The query of your example will provide the answer to the question "What are all the last names such that there exists a user that has that last name ?".

If the question you want to ask is "how many users are there that are named 'Stone'", then the query you should submit is Select count(...) from users where last_name = 'Stone';

Projection always "looses" information. The information that is tied to the attributes that are projected away. I don't see how a known property of a useful relational operator can be explained as an argument against that operator.

OTHER TIPS

In a RDBMS a relational projection on the last name column alone would return only a set of tuples with distinct values of last name. There would be no duplicate tuples.

In SQL it is true that you would get duplicates unless you specified the DISTINCT keyword. That's because SQL is not a truly relational language - among other things because SQL tables and table expressions are not proper relations. A SQL DBMS is not a RDBMS.

"what should an ideal RDBMS return?"

As David indicated, it should return (in your example) one single row.

An SQL DBMS is only a relational one if it treats every SELECT as if SELECT DISTINCT were requested. (But there are a few tiny additional conditions to be met too.)

The reason this is so is that the "meaning" of that single row is as follows : "There exists some user such that he has a first_name, he has an ID, and his last_name is 'Stone'".

There is never any logical need to repeat that statement a second time. The authoritative reference that you asked for, is Ted Codd himself : "If something is true, then saying it twice won't make it any truer.".

I'm not sure I see a problem with the returned values.
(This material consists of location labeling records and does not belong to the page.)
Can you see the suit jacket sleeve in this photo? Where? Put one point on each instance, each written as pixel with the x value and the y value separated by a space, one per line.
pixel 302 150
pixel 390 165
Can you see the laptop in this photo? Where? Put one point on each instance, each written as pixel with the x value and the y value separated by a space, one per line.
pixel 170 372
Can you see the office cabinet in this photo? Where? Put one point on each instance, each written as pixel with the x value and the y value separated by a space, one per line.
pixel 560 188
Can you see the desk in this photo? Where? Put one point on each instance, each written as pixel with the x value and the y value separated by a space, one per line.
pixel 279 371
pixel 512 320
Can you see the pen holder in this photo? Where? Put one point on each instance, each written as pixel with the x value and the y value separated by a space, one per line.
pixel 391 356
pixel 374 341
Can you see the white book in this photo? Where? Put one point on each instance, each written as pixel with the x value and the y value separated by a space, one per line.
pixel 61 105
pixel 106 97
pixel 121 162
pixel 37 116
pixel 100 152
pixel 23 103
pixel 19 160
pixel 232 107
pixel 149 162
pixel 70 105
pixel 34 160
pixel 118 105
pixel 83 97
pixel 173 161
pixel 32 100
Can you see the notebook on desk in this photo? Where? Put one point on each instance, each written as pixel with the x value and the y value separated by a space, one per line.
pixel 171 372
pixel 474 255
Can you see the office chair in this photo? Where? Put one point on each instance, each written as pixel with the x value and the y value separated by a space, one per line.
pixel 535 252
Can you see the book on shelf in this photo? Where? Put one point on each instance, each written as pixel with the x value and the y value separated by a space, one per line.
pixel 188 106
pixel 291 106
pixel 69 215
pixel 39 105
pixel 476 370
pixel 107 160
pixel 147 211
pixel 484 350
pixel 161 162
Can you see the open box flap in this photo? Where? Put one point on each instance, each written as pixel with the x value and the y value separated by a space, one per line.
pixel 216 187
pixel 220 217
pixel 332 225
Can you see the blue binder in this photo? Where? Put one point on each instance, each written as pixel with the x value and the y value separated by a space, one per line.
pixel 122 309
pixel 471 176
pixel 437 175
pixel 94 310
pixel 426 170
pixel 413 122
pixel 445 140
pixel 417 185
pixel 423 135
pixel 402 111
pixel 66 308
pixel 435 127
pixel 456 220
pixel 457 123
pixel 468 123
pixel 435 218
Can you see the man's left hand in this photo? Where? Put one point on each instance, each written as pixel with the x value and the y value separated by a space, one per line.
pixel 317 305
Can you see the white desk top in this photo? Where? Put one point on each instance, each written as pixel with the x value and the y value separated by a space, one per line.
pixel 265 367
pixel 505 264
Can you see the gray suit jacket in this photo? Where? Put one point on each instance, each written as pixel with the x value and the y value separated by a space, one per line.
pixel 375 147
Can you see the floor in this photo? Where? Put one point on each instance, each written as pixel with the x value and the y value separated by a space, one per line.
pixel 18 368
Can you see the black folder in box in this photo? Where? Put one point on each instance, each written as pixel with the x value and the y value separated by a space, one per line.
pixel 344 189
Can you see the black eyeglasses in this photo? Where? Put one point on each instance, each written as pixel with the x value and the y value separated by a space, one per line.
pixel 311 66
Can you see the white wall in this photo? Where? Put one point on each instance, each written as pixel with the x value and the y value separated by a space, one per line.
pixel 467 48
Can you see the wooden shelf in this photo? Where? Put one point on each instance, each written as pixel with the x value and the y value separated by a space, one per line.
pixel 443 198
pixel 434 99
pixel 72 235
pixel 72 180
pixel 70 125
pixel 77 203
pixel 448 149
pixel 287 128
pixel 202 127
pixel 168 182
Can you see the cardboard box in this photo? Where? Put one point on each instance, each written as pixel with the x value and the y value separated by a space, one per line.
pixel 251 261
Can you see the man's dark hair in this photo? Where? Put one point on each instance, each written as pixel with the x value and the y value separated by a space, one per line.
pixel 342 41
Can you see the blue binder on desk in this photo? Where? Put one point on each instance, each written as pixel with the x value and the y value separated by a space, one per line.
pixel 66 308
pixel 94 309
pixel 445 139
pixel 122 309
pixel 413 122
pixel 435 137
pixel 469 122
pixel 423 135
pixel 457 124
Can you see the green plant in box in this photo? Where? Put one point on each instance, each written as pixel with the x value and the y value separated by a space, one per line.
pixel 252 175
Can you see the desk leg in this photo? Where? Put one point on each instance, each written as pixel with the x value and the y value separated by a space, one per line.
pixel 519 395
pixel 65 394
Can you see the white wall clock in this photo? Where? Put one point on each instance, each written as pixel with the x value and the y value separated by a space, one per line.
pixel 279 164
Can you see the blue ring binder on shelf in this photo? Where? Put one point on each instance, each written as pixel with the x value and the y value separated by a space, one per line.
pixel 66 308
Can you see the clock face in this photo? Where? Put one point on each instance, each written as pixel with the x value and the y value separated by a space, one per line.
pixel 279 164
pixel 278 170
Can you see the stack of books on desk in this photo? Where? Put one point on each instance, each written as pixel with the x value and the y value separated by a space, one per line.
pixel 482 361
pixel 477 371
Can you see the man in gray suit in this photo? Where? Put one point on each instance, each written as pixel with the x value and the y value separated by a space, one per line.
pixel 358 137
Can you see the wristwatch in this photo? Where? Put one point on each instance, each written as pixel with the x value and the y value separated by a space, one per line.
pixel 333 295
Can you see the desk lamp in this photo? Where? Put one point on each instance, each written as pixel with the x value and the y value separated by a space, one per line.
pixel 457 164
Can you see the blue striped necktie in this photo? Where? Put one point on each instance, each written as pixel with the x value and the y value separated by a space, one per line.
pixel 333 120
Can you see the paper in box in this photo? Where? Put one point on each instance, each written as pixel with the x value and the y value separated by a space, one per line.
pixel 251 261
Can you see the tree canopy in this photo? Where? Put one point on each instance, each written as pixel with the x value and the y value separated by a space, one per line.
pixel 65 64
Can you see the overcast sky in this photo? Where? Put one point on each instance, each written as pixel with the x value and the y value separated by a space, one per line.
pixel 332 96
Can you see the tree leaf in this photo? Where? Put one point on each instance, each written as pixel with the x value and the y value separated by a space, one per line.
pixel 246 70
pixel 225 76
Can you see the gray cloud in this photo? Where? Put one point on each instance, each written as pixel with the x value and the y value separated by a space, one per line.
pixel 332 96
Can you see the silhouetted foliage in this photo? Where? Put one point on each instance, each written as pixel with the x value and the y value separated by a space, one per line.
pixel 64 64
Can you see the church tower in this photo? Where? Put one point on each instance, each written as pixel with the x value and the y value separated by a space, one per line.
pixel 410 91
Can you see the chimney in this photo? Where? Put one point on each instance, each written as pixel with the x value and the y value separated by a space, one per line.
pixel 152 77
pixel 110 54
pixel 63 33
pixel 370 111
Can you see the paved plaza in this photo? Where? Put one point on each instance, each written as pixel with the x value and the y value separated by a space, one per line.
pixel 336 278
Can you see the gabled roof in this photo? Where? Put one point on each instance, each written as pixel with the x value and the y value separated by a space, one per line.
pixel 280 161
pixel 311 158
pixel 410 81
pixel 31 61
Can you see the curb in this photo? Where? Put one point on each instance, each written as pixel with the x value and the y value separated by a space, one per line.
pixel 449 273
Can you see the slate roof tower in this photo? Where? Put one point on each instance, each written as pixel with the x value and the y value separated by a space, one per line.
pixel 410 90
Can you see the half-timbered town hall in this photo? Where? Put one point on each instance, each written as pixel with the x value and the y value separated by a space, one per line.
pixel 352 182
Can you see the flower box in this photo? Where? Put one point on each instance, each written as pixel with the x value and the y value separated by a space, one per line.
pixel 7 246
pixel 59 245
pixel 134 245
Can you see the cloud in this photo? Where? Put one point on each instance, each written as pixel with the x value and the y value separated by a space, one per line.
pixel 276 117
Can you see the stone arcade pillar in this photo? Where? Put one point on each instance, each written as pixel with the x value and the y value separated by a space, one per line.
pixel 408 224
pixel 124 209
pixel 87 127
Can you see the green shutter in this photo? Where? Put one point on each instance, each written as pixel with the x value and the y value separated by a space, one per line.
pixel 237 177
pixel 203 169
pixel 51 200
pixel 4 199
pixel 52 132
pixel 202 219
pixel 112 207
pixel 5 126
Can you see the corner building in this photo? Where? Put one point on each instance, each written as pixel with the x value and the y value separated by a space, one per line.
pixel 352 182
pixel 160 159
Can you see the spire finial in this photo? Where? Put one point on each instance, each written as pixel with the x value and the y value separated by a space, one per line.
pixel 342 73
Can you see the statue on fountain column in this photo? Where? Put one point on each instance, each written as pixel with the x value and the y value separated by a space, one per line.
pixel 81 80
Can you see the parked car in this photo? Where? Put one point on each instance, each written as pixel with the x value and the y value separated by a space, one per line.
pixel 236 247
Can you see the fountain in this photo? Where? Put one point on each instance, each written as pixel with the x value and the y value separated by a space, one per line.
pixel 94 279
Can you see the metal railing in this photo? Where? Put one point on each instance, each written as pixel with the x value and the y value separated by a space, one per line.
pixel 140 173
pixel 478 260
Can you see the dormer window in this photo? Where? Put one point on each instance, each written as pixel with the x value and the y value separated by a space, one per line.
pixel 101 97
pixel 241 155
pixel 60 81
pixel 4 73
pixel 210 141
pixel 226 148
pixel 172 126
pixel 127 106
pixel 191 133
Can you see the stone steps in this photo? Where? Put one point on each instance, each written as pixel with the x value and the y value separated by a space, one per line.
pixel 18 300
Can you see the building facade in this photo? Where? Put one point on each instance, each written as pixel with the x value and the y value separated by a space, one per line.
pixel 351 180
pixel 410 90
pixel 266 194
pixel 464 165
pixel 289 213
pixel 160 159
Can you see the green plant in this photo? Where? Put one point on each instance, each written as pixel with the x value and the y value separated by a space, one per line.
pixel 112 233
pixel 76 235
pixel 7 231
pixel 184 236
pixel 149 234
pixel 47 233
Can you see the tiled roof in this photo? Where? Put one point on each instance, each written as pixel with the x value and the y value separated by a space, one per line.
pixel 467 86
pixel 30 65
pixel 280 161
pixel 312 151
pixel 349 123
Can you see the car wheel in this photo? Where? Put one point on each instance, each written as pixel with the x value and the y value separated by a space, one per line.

There are three records that contain "Stone" for LAST_NAME. This would have been obvious if FIRST_NAME or ID had been included in the query, but it was not. Usually, the DISTINCT keyword is used to handle this and ensure that there will be no duplicates.

In fact, if my database started applying DISTINCT automatically (which it sounds like you think maybe it should), I'd be somewhat annoyed. Seeing duplicate rows when you don't expect to is often the needed break when debugging some weird data problem in a database.

I would argue that your original query did not return duplicate rows. It returned 3 separate rows of data from the database in which you only included the last name column. I would say that your question is not phrased correctly and hence why RDBMS function in the manner they do (which I also argue is the correct manner).

To translate your query:

select LAST_NAME from USERS

into English, it would be:

"tell me the last name of all the users"

If I went into a highschool gym class and asked the teacher "using your class list sheet, tell me the last name of all the students in your class", if there were twin brothers in the class, I would think he would list their last name twice (or he'd at least ask the question to you if he should). He would just go down the list of people in the class and read off their last names.

If you were wanting to ask the question, "what are the different last names of students in the class", he would not list the names duplicated. However that's what the "DISTINCT" key word exists.

So the query would be:

select distinct LAST_NAME from USERS

And if you were actually interested in the number of unique last names in English is "How many different last names are there of the students in the class" or using your example:

select count(distinct LAST_NAME) from USERS

whereas: select count(LAST_NAME) from USERS

would mean in English: "How many people in the class have a last name?"